1. Word embeddings are important for providing input features in downstream language tasks such as text classification.
2. Controlled experiments were conducted to systematically examine classic and contextualised word embeddings for text classification using two encoders, CNN and BiLSTM.
3. The study recommends choosing CNN over BiLSTM for document classification datasets where the context in sequence is not as indicative of class membership, and BERT outperforms ELMo for long document datasets.
The article titled "A Comparative Study on Word Embeddings in Deep Learning for Text Classification" presents a systematic examination of classic and contextualized word embeddings for text classification. The study uses two encoders, CNN and BiLSTM, to encode sequences from word representations and evaluates their performance on four benchmarking classification datasets.
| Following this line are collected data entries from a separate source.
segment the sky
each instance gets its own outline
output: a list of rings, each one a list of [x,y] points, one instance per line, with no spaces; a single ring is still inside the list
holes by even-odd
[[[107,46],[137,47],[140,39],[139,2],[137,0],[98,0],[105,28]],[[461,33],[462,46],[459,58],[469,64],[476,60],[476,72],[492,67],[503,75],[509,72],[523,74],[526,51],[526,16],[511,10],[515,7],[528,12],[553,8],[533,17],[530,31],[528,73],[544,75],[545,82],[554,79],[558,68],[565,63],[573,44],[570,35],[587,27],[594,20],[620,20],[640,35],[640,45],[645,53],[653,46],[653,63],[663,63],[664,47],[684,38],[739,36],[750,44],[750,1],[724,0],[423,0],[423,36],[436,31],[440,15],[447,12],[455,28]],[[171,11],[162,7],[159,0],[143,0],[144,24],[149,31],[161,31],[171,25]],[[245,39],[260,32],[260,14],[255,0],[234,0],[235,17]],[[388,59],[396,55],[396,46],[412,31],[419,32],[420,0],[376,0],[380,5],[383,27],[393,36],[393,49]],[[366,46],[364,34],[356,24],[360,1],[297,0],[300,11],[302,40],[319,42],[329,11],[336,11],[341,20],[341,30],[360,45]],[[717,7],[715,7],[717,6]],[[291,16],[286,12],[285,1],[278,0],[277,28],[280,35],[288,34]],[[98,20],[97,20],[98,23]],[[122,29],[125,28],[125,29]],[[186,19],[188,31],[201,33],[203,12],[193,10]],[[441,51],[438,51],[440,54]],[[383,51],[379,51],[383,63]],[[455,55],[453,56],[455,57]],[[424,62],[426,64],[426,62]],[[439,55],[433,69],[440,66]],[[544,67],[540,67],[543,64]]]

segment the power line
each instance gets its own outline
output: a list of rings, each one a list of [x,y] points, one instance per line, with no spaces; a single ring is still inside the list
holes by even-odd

One potential bias in the study is the selection of only four benchmarking datasets, which may not be representative of all possible text classification tasks. Additionally, the study does not consider the impact of different hyperparameters or optimization techniques on the performance of word embeddings.
The article reports that CNN outperforms BiLSTM in most situations, especially for document context-insensitive datasets. However, it does not provide a detailed explanation of why this is the case or explore potential counterarguments to this claim.
The study also recommends choosing BERT over ELMo for long document datasets but does not provide evidence to support this claim beyond stating that BERT overall outperforms ELMo. This lack of evidence weakens the credibility of the recommendation.
Furthermore, while the article acknowledges that concatenation of multiple classic embeddings or increasing their size does not lead to a statistically significant difference in performance, it does not explore potential risks associated with using larger or concatenated embeddings such as increased computational complexity or overfitting.
Overall, while the article provides valuable insights into the performance of different word embeddings for text classification tasks, it could benefit from more thorough exploration and consideration of potential biases and limitations.